Varda FURMAN: La réception des saint-simoniens et des néo-babouvistes en Belgique, 1830-1839
Les années 1830 constituent un moment de grâce pour les néo-babouvistes radicaux qui accèdent au pouvoir par le soutien réel du peuple. En quelques semaines, le programme de Buonarroti de constituer en Belgique un foyer néo-babouviste semble se réaliser. Louis De Potter, dirigeant du mouvement, devient Premier ministre. Il est soutenu par un quart des membres du Congrès national. Sur le plan social. Les meetings ouvriers d'Adolphe Bartels engagent des milliers d'adhérents et une véritable collaboration entre dirigeants intellectuels et classes populaires se voit naître.
Tout autre est le sort réservé aux prédicateurs saint-simoniens. Leur arrivée à Bruxelles en février 1831, suscite une vive résistance. On refuse de leur prêter des salles de conférences. La presse locale met en garde contre leur incitation. Même les journaux qui leur sont à priori favorables comme l'Emancipation finissent par leur tourner le dos. Un accueil un peu moins hostile les attendent à Liège. Cependant, ils n'y siégeront plus que trois mois. Comment s'explique cette différence d'accueil? Comment se fait-il qu'un mouvement minoritaire et radical comme le néo-babouvisme ait des assises dans ce pays, tandis qu'un mouvement à portée large comme celui du saint-simonisme est rejeté par les Belges? Afin d'aborder ces questions, il faudra peut-être élargir le cadre de l'exploration.

Maxime GOERGEN: Lectures romantiques du saint-simonisme
Autour de 1830 et de la publication du manifeste de Barrault, la doctrine saint-simonienne devient un point de référence mouvant pour nombre d'écrivains romantiques, qui ressentent le besoin de s'en démarquer pour affirmer la spécificité de leurs pratiques d'écrivains et/ou d'hommes publics. Nous souhaitons mettre en exergue le rôle fondateur du saint-simonisme dans la définition d'un modèle poétique contradictoire, notamment chez Lamartine et Vigny. Avec eux, c'est le mouvement romantique en général qui est interrogé dans ses hésitations théoriques: nous verrons comment son rapport au saint-simonisme peut, dans une certaine mesure, contribuer à les expliquer. Il s'agira aussi d'éclairer le visage protéiforme du poète saint-simonien et de réfléchir à son héritage contrasté.

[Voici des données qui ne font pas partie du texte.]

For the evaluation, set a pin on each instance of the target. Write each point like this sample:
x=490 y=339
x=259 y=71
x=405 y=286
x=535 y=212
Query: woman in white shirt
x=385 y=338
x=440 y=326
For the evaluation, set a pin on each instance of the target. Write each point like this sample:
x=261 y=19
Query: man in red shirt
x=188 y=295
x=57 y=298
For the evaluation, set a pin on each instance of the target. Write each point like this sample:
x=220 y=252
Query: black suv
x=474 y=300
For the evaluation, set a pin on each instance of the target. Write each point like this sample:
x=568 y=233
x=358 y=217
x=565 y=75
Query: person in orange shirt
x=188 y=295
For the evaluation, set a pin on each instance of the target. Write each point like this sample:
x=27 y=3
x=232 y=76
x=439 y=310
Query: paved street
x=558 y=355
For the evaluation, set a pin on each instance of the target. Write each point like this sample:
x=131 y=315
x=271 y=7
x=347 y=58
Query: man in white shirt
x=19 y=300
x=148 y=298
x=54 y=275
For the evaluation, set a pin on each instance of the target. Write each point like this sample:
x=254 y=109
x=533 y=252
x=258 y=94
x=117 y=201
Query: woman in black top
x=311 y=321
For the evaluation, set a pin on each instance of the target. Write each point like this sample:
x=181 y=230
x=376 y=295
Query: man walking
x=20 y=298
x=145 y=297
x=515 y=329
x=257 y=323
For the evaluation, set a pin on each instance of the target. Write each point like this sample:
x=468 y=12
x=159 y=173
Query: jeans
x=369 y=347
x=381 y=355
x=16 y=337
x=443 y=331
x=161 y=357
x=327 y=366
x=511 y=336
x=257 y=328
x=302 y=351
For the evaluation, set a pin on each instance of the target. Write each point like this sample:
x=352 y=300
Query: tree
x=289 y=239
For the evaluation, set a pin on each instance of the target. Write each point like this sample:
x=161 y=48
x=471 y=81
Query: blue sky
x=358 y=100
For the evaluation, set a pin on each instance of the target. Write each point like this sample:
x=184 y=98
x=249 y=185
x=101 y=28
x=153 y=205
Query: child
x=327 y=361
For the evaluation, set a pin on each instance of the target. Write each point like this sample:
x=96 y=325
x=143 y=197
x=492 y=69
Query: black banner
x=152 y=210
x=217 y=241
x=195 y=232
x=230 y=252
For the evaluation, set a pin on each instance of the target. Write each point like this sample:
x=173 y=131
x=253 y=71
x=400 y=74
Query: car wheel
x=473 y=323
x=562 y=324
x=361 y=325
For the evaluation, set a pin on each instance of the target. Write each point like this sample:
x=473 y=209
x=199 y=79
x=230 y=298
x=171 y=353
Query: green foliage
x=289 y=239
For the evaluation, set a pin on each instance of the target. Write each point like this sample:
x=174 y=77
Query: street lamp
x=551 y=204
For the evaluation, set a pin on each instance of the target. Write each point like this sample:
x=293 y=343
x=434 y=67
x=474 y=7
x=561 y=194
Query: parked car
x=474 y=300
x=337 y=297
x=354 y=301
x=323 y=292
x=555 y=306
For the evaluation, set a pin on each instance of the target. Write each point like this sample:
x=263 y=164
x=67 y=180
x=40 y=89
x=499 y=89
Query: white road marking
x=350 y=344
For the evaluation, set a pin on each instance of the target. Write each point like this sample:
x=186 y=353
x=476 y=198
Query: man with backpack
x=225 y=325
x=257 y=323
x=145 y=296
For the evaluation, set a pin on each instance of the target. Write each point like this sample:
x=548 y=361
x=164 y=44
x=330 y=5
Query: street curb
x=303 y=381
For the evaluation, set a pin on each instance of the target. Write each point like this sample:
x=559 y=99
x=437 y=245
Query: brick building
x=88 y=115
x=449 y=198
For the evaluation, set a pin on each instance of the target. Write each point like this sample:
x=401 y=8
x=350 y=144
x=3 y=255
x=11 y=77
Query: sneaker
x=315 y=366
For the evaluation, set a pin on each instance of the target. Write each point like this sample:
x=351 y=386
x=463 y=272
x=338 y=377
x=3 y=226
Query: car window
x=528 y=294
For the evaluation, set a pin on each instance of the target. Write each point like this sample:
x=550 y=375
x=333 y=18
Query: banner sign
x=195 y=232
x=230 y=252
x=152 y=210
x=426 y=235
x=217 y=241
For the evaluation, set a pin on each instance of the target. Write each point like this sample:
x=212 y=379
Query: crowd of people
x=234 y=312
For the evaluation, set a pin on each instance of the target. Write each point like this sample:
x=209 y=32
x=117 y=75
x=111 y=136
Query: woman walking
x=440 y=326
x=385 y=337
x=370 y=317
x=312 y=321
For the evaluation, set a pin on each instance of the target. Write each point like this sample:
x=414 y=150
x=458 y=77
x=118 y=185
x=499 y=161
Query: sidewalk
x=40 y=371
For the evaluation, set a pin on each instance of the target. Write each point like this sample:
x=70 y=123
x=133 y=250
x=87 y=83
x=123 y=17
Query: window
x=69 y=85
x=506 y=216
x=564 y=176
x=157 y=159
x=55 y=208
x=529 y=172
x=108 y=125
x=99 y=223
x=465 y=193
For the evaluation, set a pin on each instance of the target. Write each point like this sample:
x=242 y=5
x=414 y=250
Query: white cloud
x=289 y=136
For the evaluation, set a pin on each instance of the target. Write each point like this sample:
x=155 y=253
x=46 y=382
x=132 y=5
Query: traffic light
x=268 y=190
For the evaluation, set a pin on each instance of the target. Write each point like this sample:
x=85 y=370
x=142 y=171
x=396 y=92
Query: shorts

Juliette GRANGE: Saint-Simon: une philosophie de l’industrie et du monde industriel
Il s'agit de considérer l'œuvre de Saint-Simon en tant que telle (sans considération des disciples "saint-simoniens" ou continuateurs dissidents, Marx et Comte compris) dans sa littéralité et son intégralité. De cette œuvre redondante, foisonnante, contradictoire sur plusieurs points, surgit, on tentera de le démontrer, une véritable philosophie de l'industrie. En philosophie politique, cette conception particulière d'un socialisme comme libéralisme social progressiste, mettant la société — et non le politique ou l'économique — au centre de ses préoccupations a été peu commentée: il s'agira donc d'en restituer la cohérence. La conception d'une religion séculière (Le Nouveau christianisme), celle de la science de l'homme et le projet politique (l'administration des choses, non le gouvernement des hommes, le pouvoir des industriels … au service de la classe la plus nombreuse et la plus pauvre) s'articulent entre eux dans un projet peut-être inabouti mais ambitieux.

Smail HADJ-ALI: Les saint-simoniens et la production scientifique de l'Algérie, 1830-1848
Dès les premières années de la conquête coloniale la France engageait une entreprise multiforme d'exploration et de découverte de l'Algérie. Cette action a été le cadre d'une politique dont les objectifs étaient, entre autres, de produire scientifiquement ce pays, en voie d'occupation, afin de mieux le connaître. L'objet de notre propos est d'analyser et d'illustrer la part prise par des acteurs du mouvement saint-simonien dans ce processus.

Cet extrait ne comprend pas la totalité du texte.